Wooden horse effigy (called Ceffyl Derfel, part of a set that included a statue of St. Derfel in full armor)

St. Derfel the Mighty according to legend was a survivor of the Battle of Camlan (Camlann) 537 AD. He like so many other warriors, including King Arthur, became a saint in his later years.

The church of St. Derfel is located in Llandderfel, a township in the Bala district, Merioneth, Gwynedd, Wales, UK and a parish in the St. Asaph diocese. The township lies on the river Dee, near the town of Bala and Bala Lake.

St.
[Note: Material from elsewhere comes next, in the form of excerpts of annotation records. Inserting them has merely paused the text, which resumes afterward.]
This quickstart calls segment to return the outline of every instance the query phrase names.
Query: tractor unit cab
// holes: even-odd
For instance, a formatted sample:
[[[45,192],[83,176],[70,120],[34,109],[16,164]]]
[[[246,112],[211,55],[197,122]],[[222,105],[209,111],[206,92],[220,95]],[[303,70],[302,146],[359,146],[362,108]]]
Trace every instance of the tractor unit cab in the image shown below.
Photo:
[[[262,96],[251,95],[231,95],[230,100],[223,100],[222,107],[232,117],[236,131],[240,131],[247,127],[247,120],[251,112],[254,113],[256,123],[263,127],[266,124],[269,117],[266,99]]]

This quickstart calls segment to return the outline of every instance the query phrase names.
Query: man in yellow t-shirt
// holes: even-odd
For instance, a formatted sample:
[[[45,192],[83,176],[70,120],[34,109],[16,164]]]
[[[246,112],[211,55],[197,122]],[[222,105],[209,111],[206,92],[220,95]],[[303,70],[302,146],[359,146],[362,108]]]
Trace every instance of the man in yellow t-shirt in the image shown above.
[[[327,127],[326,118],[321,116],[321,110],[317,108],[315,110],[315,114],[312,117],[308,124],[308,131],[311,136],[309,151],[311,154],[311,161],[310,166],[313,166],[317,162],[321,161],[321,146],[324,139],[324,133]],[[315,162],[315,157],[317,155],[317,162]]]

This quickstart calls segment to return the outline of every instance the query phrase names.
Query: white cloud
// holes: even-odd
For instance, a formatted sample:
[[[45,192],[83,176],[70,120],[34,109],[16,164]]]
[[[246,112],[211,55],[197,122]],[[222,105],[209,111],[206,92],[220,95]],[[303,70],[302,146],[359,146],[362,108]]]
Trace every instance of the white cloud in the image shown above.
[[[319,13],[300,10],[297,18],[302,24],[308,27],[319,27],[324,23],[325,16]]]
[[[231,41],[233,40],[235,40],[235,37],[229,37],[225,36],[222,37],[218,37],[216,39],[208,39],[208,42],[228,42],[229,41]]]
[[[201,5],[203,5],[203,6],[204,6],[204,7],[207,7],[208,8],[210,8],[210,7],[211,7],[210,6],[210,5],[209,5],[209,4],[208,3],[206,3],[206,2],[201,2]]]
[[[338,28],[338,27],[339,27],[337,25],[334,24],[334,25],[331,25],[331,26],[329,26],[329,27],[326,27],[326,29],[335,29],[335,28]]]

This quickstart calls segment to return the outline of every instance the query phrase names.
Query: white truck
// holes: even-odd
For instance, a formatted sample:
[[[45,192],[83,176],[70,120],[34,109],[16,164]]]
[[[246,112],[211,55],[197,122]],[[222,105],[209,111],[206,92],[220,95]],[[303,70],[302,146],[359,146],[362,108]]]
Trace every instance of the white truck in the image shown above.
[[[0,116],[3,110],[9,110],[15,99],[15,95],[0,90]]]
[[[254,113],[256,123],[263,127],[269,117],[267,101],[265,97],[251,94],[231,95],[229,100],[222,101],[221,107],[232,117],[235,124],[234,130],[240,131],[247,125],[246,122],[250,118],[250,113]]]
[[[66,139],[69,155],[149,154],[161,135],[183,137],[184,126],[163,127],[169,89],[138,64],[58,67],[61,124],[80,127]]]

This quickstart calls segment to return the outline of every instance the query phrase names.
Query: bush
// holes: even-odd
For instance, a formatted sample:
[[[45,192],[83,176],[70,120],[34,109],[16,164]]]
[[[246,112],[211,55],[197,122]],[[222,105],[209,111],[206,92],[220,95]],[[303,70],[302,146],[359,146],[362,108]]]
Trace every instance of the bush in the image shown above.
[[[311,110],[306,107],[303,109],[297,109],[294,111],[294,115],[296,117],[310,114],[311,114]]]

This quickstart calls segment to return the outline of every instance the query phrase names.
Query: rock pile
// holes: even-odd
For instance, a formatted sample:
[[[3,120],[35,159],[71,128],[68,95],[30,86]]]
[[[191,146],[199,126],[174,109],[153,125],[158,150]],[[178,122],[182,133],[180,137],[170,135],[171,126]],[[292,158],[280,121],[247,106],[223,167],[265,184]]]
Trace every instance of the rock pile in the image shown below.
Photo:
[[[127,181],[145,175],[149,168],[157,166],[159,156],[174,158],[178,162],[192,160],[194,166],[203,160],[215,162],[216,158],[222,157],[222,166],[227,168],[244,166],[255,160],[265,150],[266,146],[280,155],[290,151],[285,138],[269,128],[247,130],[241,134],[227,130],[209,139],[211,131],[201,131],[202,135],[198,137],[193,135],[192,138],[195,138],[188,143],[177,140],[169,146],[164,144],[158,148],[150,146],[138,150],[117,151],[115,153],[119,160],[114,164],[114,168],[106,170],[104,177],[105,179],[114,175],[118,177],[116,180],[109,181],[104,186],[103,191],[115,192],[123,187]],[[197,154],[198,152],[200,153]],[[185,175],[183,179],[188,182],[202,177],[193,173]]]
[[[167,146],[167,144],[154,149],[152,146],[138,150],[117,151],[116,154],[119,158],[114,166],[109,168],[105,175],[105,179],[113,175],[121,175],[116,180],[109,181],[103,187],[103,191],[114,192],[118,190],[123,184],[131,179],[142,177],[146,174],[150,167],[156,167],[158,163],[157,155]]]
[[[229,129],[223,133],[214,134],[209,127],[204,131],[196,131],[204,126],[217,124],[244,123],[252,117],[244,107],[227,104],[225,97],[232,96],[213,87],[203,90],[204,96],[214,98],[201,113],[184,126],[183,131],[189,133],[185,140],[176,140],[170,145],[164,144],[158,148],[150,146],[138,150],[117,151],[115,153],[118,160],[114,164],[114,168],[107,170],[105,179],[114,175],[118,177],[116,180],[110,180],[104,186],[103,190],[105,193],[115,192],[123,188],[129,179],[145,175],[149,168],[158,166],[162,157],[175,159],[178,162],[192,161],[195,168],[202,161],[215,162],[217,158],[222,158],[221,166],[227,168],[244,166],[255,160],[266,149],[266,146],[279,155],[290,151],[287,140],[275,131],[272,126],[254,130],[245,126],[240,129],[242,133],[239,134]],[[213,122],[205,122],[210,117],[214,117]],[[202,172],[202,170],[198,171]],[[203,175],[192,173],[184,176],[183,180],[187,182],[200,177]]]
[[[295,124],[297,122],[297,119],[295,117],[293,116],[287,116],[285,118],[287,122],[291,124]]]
Derfel was a nephew of King Arthur via three of his sisters Gwenonwy, Anna, and Afrella, all of whom married sons of Hywel Mawr, a legendary Brythonic king of Brittany who was the grandfather of St. Derfel. His father was Hywel Mawr and his mother was Alma Pomeia. His brothers were St. Dwyfael, St. Arthmael, St. Dwywai and possibly St. Tudwal and St. Leonore. (See Arthur Genealogy.) It was their cousin, Cadfan, also King Arthur's nephew via his sisters, who founded the church on Bardsey Island (the Isle of Avalon) where Arthur was taken after the Battle of Camlan (Camlann). It was Cadfan and the sisters who healed Arthur although he was mortally wounded.

St. Derfel was immensely popular and, on his Saint's Day of April 5, he was part of an Easter celebration. People would bring their cows, oxen, and horses to be blessed. His statue was placed in the slot and his horse on the staff and carried in a procession to Bryn Sant, the great gathering point. The children would ride it like the horse in a merry-go-round.

In an ironic twist, there was a local prophecy that had claimed that it would take a whole forest to burn the statue. On May 22, 1538 the church reformers of Henry VIII, who had taken the statue, used it to burn a recalcitrant Franciscan friar because he had opposed Henry VIII’s takeover of the Catholic Church. His name was John Forrest, confessor to Catherine of Aragon. The horse and the staff, which had fortunately had been left behind, was still intact and had a prominent position inside the church, until the Rural Dean had his head cut off in 1730 to allow space for a reading seat.